BONE MARROW–DERIVED DENDRITIC CELLS, INFECTION WITH HUMAN IMMUNODEFICIENCY VIRUS, AND IMMUNOPATHOLOGY

Abstract

Dendritic cells (DC) exposed to HIV-1 show nonproductive infection that may become productive as they mature. The distribution of DC within genital mucosa and their susceptibility to infection particularly with clade E viruses could be reflected in the ease of heterosexual transmission. Carriage of virus and viral antigen by DC into lymph nodes may allow clustering and activation of T cells and production of protective immune responses.
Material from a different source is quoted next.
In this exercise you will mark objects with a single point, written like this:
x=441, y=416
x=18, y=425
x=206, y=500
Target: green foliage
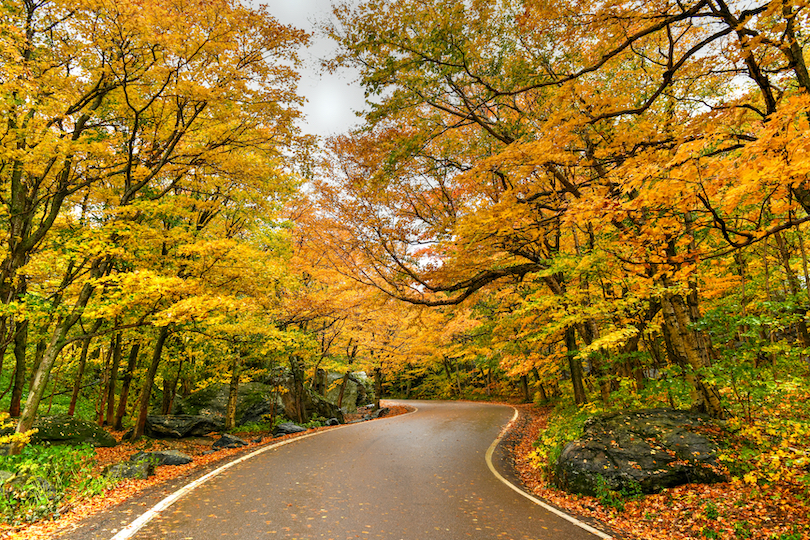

However, secondary infection of activated T cells from infected DC could cause dissemination of virus and loss of infected DC and T cells. In asymptomatic infection, fewer dendritic cells with reduced capacity to stimulate CD4 T cell proliferation are found before evidence of T cell abnormalities, and these early changes in antigen-presenting cells may result in a decline in the production of CD4 memory T cells. However, DC fuel ongoing production of antibody to HIV-1. Signaling by DC to T cells may thus underlie two major features of early HIV infection--loss in CD4+ memory T cells and persistence of antibody production. In AIDS, infected dendritic and epithelial cells within the thymus may affect maturation and contribute to loss of the "naive" T cell population. Further loss of memory T cells may occur through syncytium formation with infected DC. Finally, in AIDS patients, there is a failure in the development and the function of DC from CD34+ stem cells. In conclusion, the infection of dendritic cells, loss in their numbers, and changed signaling to T cells may shape the pattern of immunity during infection with HIV-1. Conversely, treatments that reverse the defect in antigen presentation by DC may improve cell-mediated immunity.